While an incoming undergraduate student studying history may live next to a student majoring in math and take a class with a philosophy student, graduate students often interact primarily or only with other students in their own department, said Monica Sanchez, president of the Graduate Students Association.
“Graduate students tend to be a little isolated by department, so when they go, for example, to their classes they stay in one building, (on) one side of campus,” she said.
In order to combat this isolation, GSA has begun holding orientations for new students from all departments.
Cindy Mosqueda, GSA’s vice president of external affairs, has experienced this isolation within her department, the School of Education.
Not only did Mosqueda say she interacts mostly with students in the School of Education, but also that she primarily knows students within her own specialized study.
“Undergraduate students are a lot more likely to know students within a variety of majors ... but I know, (for example), two engineering students,” she said.
“It’s very common because we’re so specialized within our departments,” she added.
Traditionally, departments in graduate schools hold orientation for students in that department.
But though department orientations provide students with valuable information about their department, they do not inform students of campus-wide services and do promote the sense of isolation many graduate students experience, Sanchez said.
GSA’s new orientations are geared toward providing students with more general knowledge about UCLA.
“(The orientation) is intended to give them more university-wide information,” Sanchez said. “They get whole campus tours, they get the opportunity to mingle with other graduates.”

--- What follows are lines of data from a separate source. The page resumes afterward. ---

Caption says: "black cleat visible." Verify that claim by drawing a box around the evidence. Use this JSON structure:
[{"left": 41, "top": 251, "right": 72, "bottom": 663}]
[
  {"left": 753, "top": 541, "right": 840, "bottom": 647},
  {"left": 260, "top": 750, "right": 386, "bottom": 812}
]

Students are provided with information about services on campus, how to set up the UCLA e-mail address, and where students can access computer labs, similar to the information undergraduates receive during orientation.
The orientation also provides information specific to graduate students, such as how to obtain funding to get articles published.
The New Graduate Student Orientation, which was held Friday, is in its second year. Sanchez said it attracted almost 1,000 students in its first year and grew by about 300 this year, adding that there are about 10,000 graduate students total.
The idea of having an orientation for all graduate students, rather than by department, is relatively new to UCLA, said Christine Wilson, coordinator of the Graduate Student Resource Center.
“There’s been the impression for a long time that, well, graduate students have been to college, they all know how things work, their departments or schools will take care of anything they need,” she said.
But many students involved in planning or running the orientation said they have seen that students have responded well to the opportunity to meet students from other departments early on and learn information about the campus as a whole.